Even as online spaces dominated by men have shifted rightward in tone, there was continued skepticism over whether such a group would actually vote in large numbers. Men between 18 and 24 have traditionally turned out at a lower rate than any other cohort — a trend researchers attribute in part to a distrust for institutions.
But Mr. Trump’s campaign believed that his candid, irreverent approach and disdain for traditional social norms would dovetail with that anti-establishment worldview.
Jack Advent, a social media strategist who handled the Trump campaign’s TikTok and helped with influencer outreach, and was nicknamed “TikTok Jack” by Mr. Trump, said the campaign deliberately sought out ways to make the candidate feel authentic, having him speak directly to the camera and showing behind-the-scenes clips of the campaign online.

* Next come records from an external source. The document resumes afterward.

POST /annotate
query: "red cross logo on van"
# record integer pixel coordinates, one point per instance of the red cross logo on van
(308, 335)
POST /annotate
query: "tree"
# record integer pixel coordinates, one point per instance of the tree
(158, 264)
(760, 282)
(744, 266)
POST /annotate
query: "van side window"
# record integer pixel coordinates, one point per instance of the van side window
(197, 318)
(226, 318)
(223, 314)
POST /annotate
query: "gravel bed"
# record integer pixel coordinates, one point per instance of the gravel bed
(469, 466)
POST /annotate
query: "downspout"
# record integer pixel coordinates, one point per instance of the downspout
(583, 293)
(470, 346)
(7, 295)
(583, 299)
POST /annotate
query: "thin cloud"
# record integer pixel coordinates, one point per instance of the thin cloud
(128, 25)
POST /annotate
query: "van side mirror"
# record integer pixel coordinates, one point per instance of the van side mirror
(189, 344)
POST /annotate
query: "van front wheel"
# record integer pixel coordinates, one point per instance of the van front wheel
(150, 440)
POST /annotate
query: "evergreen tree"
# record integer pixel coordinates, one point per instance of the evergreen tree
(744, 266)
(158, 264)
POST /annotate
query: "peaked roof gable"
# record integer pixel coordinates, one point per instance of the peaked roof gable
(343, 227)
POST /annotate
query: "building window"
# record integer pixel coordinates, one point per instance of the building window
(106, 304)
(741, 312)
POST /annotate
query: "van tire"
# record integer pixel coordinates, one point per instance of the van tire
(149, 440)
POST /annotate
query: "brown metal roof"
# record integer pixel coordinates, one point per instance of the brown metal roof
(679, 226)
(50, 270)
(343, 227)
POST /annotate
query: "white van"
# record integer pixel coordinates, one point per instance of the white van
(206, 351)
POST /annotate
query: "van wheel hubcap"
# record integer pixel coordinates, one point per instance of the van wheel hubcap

The belief, Mr. Advent said, was that style would help young male voters feel like Mr. Trump was offering something unique.
“Most of modern media is so highly curated — it’s whatever message they want to push. Young males, or males in general, felt deprived of seeing authentic content that resonates versus marginalizes them,” Mr. Advent, 22, said. “When you watch an individual on a TV hit, they’re in a studio, far away, talking at you. Through podcasts and TikToks, it feels like they’re talking to you. It’s more personable, it’s less scripted.”
The strategy seemed to have paid off, at least in some quarters.
Nathaniel Chavez, 20, a construction worker in Sparks, Nev., said his worldview has been shaped by self-help business books from male authors and podcasts from people like Mr. Rogan and Andrew Tate, the former professional kickboxer and influencer who has proudly labeled himself a misogynist and is facing rape and human trafficking charges, which he has denied.
Mr. Chavez said he heard about Mr. Trump’s policies through these podcasts and through talks with his father, a Republican.
“There is a strength to Trump, and he will make things happen,” Mr. Chavez said. “I’m not saying that he is just going to fix everything, but I do think he will have an impact.”
Democrats argued that progressive policies such as building more affordable housing and raising the minimum wage were widely popular and should appeal to young, working-class men. But there was a disconnect in communication.
“The policies in a lot of ways are moving in the right direction — the message hasn’t,” said Cristina Tzintzún Ramirez, the president of NextGen America, a progressive group aimed at mobilizing young voters. “A president’s job is to message and frame for the American people that they see their pain, they see a path forward, and I think we just didn’t have enough of that from the Biden administration.”
Ms. Tzintzún Ramirez said organizations like hers had succeeded in reaching college students with messages that appealed to them, like addressing climate change and lowering student loan debt.
But NextGen had been less successful at addressing the priorities of young people not in school — the type of people Mr. Trump swayed — in part because it had struggled to secure money from donors to target them.
For example, NextGen’s “Men’s Voter Power” campaign focused on swaying young male voters of color, especially those not on college campuses, with events like basketball games in Philadelphia. But it received far less funding than programs aimed at college students.
“It was the very smallest part of our program,” Ms. Tzintzún Ramirez said. Democrats “won the youth vote,” she added, “but there’s a lot more they could be winning if they also focused on these other core groups that were, sadly, an afterthought.”